以前、ぐっとくるストレンジポップやインディポップは、ロサンゼルスやブルックリンで作られているという記事を書きました。しかしながら、ある土地の音楽に強く惹かれたとしても他の土地で生まれる楽曲がそれに劣っているかと言えば、そんなことはまるでありません。
そこで今回は、スウェーデンやデンマークなど北欧の国々に注目して、ストレンジポップ・インディポップ、サイケ、シューゲイザーバンドをピックアップします。
The Cardigans
もはや説明不要かもしれませんが、スウェーデンのギターポップバンドであり、北欧ポップの金字塔的存在のカーディガンズ。ボーカルはなにもかもむちゃくちゃかわいい女性ボーカルで、若干憂鬱な気配も漂わせているのがなんというか、ずるい。とにかくボーカルのNina Perssonの破壊力が高いのでそのあたりがピックアップされがちですが、バンドとしてのルーツはブラック・サバスほかヘヴィ・メタルにあるらしく、その辺りも踏まえながら聴いていくと深みが増すのではないでしょうか。
KAKKMADDAFAKKA
ノルウェーのバンド、カックマダファッカ。絶妙に言いたくなりますよね、このバンド名。だってカックマダファッカだよ?カックマダファッカ。キングス・オブ・コンビニエンスのアーランド・オイエによってプロデュースされ、大きな注目を集めました。曲によって、超哀愁500%!泣かせに来ていやがる!というものもあれば、あれ?なんか急にどこからともなくギャングやってきた?みたいな曲もあるので、広く聴いていけばいくほどきっと心惹かれるものがあるはず。ルーツはヒップホップにあるということもあり、一筋縄ではいかない自由な楽曲作りを楽しんでいることが伝わってくるところがなんとも魅力的です。
Peter, Bjorn & John
スウェーデンのスリーピースバンド。EL&Pばりのシンプルなバンド名は「みんな自分たちの名前をつけたらいいのに」というごくごくシンプルな理由に由来しており、バンド名に悩むすべてのバンドマンを優しく突き放す意思の強さがすばらしい。
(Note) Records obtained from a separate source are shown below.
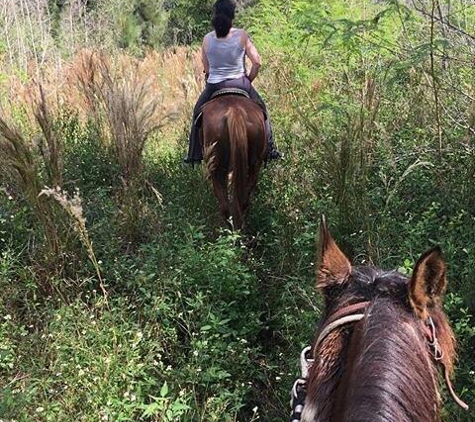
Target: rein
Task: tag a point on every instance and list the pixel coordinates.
(350, 314)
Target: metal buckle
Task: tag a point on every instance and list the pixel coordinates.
(433, 342)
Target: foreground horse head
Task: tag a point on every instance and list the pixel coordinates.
(235, 146)
(380, 343)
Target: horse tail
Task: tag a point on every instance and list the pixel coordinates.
(237, 132)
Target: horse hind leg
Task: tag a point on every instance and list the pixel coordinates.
(219, 180)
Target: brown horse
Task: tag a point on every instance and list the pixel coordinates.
(234, 143)
(380, 343)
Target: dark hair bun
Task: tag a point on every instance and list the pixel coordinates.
(222, 25)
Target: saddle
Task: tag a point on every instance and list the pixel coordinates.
(219, 93)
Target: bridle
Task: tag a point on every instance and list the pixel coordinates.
(344, 316)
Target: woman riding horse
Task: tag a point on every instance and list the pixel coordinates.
(223, 54)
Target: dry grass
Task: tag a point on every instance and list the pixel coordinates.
(18, 154)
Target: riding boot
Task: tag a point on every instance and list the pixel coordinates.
(195, 153)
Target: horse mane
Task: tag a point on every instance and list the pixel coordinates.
(380, 369)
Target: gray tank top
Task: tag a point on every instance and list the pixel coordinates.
(225, 57)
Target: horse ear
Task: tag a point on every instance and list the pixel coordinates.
(428, 282)
(334, 268)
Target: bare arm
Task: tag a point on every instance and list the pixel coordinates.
(204, 57)
(254, 57)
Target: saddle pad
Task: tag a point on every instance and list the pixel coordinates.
(225, 91)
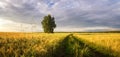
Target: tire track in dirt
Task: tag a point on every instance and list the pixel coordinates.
(73, 47)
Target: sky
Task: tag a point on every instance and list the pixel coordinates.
(70, 15)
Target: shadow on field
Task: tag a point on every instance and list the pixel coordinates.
(73, 47)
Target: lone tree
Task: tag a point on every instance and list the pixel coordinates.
(48, 24)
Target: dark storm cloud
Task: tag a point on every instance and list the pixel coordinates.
(68, 13)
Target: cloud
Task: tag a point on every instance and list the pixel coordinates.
(74, 14)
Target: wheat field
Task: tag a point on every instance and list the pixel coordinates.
(59, 44)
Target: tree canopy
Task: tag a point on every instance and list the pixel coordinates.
(48, 24)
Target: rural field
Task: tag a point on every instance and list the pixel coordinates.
(59, 44)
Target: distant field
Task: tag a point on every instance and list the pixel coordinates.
(59, 45)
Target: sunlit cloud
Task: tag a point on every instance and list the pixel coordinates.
(79, 15)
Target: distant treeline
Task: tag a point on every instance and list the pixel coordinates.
(93, 32)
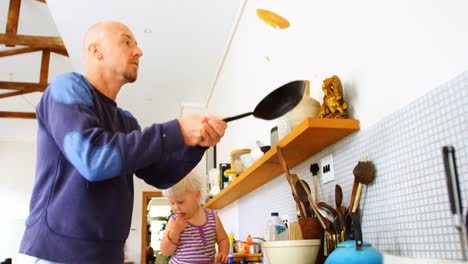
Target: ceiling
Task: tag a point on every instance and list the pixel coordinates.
(183, 43)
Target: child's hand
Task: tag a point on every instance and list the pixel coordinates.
(221, 258)
(179, 224)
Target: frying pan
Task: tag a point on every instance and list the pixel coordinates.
(276, 103)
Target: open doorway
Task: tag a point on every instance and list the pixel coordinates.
(155, 208)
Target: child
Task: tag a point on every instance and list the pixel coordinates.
(192, 231)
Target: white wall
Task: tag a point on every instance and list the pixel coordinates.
(386, 52)
(17, 167)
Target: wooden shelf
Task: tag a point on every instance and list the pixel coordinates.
(310, 137)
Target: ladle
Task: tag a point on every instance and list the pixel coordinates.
(277, 103)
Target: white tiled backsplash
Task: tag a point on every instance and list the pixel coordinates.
(406, 209)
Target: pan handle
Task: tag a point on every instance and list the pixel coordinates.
(232, 118)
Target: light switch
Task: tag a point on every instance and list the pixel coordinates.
(326, 169)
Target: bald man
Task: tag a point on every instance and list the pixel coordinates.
(88, 150)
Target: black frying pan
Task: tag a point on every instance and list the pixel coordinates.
(277, 103)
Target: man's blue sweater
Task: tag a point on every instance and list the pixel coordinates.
(87, 152)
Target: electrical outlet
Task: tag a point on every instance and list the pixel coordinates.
(285, 219)
(326, 169)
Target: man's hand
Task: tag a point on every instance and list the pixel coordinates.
(221, 258)
(201, 130)
(213, 131)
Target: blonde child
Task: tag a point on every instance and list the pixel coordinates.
(192, 231)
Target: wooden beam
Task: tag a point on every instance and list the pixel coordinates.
(63, 52)
(24, 86)
(27, 115)
(44, 67)
(32, 41)
(5, 95)
(13, 18)
(12, 52)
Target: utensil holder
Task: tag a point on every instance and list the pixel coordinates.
(311, 229)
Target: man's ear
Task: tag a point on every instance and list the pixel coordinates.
(95, 50)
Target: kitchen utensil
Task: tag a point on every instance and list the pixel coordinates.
(283, 163)
(303, 196)
(354, 250)
(327, 211)
(455, 198)
(277, 103)
(295, 232)
(314, 168)
(338, 200)
(364, 173)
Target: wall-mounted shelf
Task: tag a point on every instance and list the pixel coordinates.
(310, 137)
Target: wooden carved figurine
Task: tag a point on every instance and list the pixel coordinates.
(333, 105)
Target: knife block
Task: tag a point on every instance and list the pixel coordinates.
(311, 229)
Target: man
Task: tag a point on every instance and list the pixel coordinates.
(88, 150)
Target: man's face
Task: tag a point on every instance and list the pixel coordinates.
(121, 53)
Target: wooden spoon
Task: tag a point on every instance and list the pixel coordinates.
(339, 200)
(364, 173)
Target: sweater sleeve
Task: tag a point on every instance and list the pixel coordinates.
(85, 135)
今回ご紹介するバンドの中では、特にバンド色が強いバンドだと思います。どう表現したらいいのか分からないけど「ポップなんて普段聴かないぜ!」という人にも寄り添ってくれそう。「Young Folks」には、The ConcretesのVictoriaが参加しており、男女ボーカルの絶妙な掛け合いを聴くこともできます。あと毎回、アートワークがなんだか絶妙に毒々しいのがときめきポイント高め。MVも、毎度なんやこれ?という感じですがなんだか見入ってしまいます。
Mats Wawa
こちらは、ノルウェーのシンガーソングライターであり、2015年からはバンド形式でも活躍しているアーティスト。シンガーソングライターがその楽曲のままバンドをはじめると、不思議なものでパワーダウンしてしまうことがしばしばありますが、Mats Wangはソロ時代を知っているユーザーからもバンドが評価されている印象があります。音楽を音楽で例えるのはあまりよくないと思うのですが、全体的におしゃ楽曲のようでありながらバッキングゴリゴリやんけ、みたいな曲も多くて、日本のシティポップ文化に通ずるシンパシーを感じてしまいます。
Cats on Fire
さてこちらは、フィンランドのポップバンド。すごく軽やかな雰囲気の楽曲があったかと思えば、目を離したすきにこめかみを右ストレートでぶん殴られるようなパンチのある曲もあり、気が抜けません。いわゆるスミス直系タイプのバンドなので、好きな人はバッチバチにツボに入るはずです。例えば同じアルバムが好きな人でも、どの曲のどこが好きかで使用言語が180度変わりそうです。私は「My Sense Of Pride」のギターで打ち抜かれました。
SLAUGHTER BEACH
アメリカに実在するビーチの名が名づけられたこちらは、デンマークを拠点に活躍しているインディーポップバンド。あとはサイケとかシューゲイザーとか色んな形容をされていますが、どれも当てはまるようでどれも違うような、掴みどころのないイメージは楽曲に共通した特有の浮遊感から連想されるのでしょうか。ヨーロッパのさまざまなメディアから注目を集め、瞬く間に世界中で話題になったバンドは、日本では日本編集盤アルバムを限定リリースしたことも。爽やかな楽曲は休日のおでかけBGMに、宙に浮いたような楽曲はおやすみBGMにしたい感じです。軒並みシンセが効果的でときめきます。